An Evolved View Of The Participating Preferred

One of the issues with a trail of 5,000 blog posts going back over seven years is that sometimes you change your mind on something you wrote a long time ago but the words are still out there. That's the case with the issue of the participating preferred.

Yesterday, I came upon this tweet by Vijaya Sagar Vinnakota:

Vijaya tweet
 

So I clicked thru to the first link and found a post I had written about participating preferred in 2004. In that post I stated "I insist on participating preferreds and get them in almost all of my deals."

Now some of you are wondering what a participating preferred is. I'll give you a brief explanation and then send you off to Brad Feld's blog for a complete description.

In a preferred stock, the investor gets the option of taking their money back in a sale or taking the share of the company they bought. I believe a preferred stock is critical in venture investing. However a participating preferred goes one step further. In a participating preferred, the investor gets their money back and then gets their ownership share of what is left.

Let's do a simple example. Let's say you invest $1mm for 10% of the business. And let's say the business is sold for $25mm. In a preferred (sometimes called a "straight preferred") you get the choice of getting your $1mm back or 10% of $25mm. You'll take the $2.5mm. 

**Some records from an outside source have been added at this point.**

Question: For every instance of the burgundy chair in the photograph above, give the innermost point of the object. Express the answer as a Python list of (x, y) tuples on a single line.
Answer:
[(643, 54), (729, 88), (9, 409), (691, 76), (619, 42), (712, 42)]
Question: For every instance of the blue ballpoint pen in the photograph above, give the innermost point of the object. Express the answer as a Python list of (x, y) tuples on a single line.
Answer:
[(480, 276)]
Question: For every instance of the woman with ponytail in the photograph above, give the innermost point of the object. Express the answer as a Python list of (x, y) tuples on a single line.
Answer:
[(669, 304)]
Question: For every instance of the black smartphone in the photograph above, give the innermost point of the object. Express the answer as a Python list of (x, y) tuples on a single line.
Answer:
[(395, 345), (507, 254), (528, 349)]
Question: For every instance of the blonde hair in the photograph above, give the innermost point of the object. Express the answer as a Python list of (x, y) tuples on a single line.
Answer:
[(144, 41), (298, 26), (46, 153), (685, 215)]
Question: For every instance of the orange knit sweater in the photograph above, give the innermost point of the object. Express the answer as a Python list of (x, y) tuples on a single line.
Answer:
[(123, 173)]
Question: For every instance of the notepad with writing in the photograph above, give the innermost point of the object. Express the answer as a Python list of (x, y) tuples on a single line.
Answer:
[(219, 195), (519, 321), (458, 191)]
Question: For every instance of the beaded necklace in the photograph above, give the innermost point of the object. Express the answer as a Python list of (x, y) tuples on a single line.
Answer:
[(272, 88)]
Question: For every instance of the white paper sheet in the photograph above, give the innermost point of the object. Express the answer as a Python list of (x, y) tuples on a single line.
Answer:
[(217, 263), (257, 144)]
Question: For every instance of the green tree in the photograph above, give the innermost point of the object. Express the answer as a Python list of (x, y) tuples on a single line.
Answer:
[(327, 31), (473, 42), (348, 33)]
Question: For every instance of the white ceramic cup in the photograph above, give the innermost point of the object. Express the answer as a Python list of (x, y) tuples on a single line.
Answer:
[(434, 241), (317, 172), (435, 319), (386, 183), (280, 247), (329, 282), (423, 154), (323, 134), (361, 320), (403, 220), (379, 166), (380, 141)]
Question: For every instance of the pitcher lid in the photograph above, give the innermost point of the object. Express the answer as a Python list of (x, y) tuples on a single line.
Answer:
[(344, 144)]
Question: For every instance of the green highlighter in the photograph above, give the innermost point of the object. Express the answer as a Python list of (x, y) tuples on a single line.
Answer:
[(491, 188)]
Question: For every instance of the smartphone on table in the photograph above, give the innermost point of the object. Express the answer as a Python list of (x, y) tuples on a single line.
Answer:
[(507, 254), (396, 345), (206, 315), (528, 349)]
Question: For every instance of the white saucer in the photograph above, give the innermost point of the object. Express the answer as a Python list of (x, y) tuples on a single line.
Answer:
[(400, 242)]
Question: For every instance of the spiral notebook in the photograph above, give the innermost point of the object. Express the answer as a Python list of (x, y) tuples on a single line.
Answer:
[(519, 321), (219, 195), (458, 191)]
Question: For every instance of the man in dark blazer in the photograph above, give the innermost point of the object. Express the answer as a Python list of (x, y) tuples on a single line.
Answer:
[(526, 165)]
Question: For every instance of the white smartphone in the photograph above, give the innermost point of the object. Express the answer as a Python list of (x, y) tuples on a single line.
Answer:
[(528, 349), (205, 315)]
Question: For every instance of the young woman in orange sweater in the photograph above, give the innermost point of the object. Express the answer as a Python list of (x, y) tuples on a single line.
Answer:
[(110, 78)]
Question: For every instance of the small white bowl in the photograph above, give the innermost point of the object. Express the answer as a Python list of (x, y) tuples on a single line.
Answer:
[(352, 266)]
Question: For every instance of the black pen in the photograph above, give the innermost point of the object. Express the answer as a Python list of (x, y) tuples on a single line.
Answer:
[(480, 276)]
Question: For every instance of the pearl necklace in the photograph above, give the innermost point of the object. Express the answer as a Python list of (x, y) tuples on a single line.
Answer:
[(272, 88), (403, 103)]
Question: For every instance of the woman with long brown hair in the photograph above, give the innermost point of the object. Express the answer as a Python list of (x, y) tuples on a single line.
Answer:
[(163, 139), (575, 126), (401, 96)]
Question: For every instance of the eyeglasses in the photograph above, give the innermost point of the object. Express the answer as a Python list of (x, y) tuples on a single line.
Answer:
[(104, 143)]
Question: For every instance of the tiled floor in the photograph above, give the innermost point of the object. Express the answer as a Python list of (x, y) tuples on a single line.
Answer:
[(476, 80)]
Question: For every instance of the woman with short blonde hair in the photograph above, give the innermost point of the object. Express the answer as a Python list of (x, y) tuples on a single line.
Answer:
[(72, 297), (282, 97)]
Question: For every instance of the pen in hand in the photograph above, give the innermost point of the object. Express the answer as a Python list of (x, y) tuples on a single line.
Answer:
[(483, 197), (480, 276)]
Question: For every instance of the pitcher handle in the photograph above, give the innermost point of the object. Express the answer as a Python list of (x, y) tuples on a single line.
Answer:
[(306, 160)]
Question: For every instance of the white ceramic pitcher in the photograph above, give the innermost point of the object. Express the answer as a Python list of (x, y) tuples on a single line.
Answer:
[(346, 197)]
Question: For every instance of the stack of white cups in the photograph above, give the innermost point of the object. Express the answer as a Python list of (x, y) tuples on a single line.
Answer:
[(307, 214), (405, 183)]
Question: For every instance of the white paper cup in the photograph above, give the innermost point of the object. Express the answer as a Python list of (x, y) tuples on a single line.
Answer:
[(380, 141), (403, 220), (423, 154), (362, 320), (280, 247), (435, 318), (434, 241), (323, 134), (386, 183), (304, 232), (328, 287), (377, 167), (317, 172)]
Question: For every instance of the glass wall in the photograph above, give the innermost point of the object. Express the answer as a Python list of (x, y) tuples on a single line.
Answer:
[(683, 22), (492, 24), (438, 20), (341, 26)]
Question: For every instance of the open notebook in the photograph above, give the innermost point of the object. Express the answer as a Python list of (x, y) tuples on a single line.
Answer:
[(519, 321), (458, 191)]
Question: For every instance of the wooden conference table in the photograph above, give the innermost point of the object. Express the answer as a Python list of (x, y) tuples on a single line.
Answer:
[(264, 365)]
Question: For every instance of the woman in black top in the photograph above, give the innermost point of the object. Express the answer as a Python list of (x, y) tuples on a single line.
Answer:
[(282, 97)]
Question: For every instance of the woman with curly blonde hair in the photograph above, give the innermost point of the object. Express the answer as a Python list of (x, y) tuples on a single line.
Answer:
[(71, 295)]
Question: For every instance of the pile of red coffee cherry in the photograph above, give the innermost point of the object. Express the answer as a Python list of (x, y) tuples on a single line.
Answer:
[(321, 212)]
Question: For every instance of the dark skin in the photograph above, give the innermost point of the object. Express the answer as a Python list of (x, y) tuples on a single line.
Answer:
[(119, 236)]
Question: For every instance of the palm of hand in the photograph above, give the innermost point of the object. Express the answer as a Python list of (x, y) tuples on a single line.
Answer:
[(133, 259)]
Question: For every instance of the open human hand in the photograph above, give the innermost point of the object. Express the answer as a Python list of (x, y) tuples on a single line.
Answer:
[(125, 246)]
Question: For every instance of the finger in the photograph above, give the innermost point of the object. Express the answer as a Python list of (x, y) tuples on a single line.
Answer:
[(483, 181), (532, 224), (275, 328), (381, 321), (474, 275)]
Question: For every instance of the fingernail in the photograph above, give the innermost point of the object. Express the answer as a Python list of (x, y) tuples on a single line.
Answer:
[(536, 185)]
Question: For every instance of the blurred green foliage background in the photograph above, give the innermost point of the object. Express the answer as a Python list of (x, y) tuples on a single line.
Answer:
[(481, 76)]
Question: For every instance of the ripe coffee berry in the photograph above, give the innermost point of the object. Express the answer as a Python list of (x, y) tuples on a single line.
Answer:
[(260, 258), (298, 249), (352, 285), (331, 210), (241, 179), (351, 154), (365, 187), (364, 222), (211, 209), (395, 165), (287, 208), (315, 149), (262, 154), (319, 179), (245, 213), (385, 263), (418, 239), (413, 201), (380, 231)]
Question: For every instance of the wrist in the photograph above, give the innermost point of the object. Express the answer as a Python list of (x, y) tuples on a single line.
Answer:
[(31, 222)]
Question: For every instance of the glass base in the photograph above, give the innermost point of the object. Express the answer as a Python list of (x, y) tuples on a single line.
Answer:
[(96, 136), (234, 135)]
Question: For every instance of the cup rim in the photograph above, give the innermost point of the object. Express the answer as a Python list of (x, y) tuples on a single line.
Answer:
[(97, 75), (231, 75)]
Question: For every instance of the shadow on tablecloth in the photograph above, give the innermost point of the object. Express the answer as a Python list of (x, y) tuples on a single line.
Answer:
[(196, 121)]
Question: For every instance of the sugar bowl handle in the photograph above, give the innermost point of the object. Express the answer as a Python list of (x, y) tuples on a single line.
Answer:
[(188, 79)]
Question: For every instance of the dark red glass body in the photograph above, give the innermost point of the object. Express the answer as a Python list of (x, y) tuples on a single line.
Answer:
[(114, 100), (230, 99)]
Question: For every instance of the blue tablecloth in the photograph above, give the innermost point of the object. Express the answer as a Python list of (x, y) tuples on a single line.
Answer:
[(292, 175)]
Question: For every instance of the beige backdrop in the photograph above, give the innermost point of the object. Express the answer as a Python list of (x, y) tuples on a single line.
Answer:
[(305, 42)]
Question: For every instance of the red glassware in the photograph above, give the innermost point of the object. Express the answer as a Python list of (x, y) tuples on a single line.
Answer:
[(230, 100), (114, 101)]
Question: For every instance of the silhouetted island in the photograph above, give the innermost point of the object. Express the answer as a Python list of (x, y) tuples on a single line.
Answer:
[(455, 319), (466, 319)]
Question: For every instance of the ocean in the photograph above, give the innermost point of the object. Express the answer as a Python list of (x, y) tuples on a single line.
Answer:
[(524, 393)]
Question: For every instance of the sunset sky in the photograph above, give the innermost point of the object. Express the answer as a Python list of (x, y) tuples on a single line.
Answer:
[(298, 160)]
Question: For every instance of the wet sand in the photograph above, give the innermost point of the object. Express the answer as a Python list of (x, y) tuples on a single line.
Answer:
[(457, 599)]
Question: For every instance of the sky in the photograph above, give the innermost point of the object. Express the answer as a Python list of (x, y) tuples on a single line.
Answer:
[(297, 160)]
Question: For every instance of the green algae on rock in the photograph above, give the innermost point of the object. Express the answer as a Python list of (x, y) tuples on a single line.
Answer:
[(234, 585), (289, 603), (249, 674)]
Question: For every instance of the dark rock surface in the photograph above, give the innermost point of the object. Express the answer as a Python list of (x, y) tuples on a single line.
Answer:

But if you own a participating preferred, you get your $1mm back and then you split the $24mm that is left with the founder. So you get $2.4mm of what is left and the founder gets $21.6mm. You end up getting $3.4mm with the participating preferred vs $2.5mm in the straight preferred.

I grew up in the venture capital business in a firm that had the participating feature in its standard term sheet. I believed it was fair, particularly when there was a cap on "double dip" and that is what I believed in 2004 and wrote in the post I linked to above.

My views on this issue have evolved since then. The participating preferred is not in our standard early stage term sheet. It is not in any of our seed investments. We don't have it in "all of our deals." 

However, we do still use the participating preferred in two circumstances. First, it is a great way to bridge a valuation gap with an entrepreneur. Let's say we feel the business is worth $10mm but the entrepreneur feels it is worth $20mm. We could bridge that valuation gap by agreeing to pay $20mm with a participating preferred. If the Company is a big winner, then it won't matter if we paid $10mm or $20mm. But if the Company is sold for a smaller number, say $50mm, then having the participating feature gives us a return that is closer to what it would have been at our target valuation of $10mm.

The other place a participating feature is useful is when the entrepreneur might want to sell the company relatively soon after your investment. In that case, there is a risk that not much value will be created between your investment and an exit. A participating preferred works well in that situation as well.

In both cases where we still use the participating preferred, we cap it at a multiple of our investment, usually 3x. I mentioned that in my post back in 2004 and I have always believed that a participating preferred needs to come with a cap.

So that's my evolved view of this provision. I believe the venture business has changed as the capital required to create significant value in web services companies has fallen dramatically. That capital efficiency brings new economics to venture investing and terms need to evolve to reflect that.